The components of stevia that make it sweet are known as glycosides. The two glycoside compounds that contribute the greatest sweetness to this leaf are Stevioside and Rebaudioside. In 2008, the FDA approved Rebaudioside A as food additive, granting it GRAS (generally recognized as safe) status. The more common white powder and clear tinctures on store shelves are the isolated glycosides of stevia. Please note that when extracted from the stevia leaf, as with any vitamin or mineral, they do not possess the same health benefits as products made from the whole leaf.
Whole leaf stevia can be bought as a green powder or green liquid extract. The green powder is simply the leaves of the stevia plant dried and ground up. Green stevia is anywhere from 10-30 times sweeter than sugar. It is said to have a licorice flavor to it.
The Rebaudioside extract is 100-200 times sweeter than sugar! This extract generally has a slightly bitter aftertaste.
Whether you choose the green stevia or stevia extracts, this herb is a great way to reduce blood sugar spikes, cut calories, and clean up your diet. I myself, am still experimenting with this herb in my recipes. Since some don’t like the aftertaste, it is crucial to get the amounts just right…too little and it won’t be sweet enough. Too much and it will have that unwanted aftertaste. So far I’ve tried it in blueberry icecream, and it was delicious! It also tastes great in sun tea.

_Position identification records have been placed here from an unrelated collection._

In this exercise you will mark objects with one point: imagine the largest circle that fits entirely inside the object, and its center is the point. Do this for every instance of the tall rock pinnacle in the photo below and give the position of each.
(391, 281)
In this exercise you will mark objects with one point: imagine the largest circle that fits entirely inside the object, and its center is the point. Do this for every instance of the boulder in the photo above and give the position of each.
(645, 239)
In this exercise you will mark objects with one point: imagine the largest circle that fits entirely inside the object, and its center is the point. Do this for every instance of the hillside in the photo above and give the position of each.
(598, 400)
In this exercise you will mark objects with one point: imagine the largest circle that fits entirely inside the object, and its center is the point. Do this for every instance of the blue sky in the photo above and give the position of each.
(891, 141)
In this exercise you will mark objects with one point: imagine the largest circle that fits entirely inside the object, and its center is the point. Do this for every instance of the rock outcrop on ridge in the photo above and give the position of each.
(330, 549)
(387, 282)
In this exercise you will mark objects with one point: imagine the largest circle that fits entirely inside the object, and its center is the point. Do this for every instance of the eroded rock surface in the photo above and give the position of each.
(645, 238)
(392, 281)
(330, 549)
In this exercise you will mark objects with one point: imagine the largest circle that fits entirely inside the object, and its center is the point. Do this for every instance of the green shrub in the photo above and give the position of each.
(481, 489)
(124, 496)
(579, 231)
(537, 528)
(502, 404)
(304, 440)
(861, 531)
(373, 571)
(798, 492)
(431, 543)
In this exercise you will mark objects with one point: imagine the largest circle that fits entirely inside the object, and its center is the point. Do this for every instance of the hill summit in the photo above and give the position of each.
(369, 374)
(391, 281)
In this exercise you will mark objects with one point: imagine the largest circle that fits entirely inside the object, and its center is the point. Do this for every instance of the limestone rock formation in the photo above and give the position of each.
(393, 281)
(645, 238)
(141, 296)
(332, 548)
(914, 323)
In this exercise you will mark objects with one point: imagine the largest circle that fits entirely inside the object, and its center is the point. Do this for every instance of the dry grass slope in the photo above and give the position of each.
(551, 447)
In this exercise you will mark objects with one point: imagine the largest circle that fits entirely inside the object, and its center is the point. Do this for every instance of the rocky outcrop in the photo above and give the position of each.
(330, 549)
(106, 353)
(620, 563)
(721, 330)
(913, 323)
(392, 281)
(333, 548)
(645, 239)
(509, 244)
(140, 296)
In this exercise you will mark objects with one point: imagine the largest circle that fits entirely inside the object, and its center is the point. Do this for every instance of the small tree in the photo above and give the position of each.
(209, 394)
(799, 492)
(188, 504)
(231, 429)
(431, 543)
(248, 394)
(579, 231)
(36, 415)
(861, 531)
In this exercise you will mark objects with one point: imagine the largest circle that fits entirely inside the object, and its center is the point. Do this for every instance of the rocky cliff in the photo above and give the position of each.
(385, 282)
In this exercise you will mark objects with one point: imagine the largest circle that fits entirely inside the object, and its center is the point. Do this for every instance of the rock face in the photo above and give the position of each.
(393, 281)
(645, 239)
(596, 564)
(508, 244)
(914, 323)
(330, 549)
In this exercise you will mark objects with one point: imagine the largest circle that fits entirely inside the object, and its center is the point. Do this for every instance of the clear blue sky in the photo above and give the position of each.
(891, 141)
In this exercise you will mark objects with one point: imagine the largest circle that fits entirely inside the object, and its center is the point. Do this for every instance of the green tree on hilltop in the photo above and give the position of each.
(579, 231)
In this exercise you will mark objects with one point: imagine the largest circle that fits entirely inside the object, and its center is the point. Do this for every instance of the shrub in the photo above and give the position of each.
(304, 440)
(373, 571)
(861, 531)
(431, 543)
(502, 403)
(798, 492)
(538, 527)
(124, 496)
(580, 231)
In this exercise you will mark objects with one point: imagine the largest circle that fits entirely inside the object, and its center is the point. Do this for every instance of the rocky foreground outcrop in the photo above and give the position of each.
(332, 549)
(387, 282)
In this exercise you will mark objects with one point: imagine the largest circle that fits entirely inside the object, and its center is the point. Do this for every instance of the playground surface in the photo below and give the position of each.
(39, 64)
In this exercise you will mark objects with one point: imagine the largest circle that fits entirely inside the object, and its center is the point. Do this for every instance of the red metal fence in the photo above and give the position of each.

Yes, there are studies out there doubting the complete safety of stevia. However, my own research tells me that most (if not all) of these studies were conducted using isolated components of stevia. Furthermore, as with any vitamin, too much can create adverse affects. There are actually far many more studies demonstrating the safety of stevia. For a handful, check out: http://www.stevia.net/safety.htm
If new to stevia, try it in your tea or partially substitute it for sugar in any recipe. When mixed with other sweetners, you help cut back on calories and blood sugar spikes. Now what could be sweeter than that?!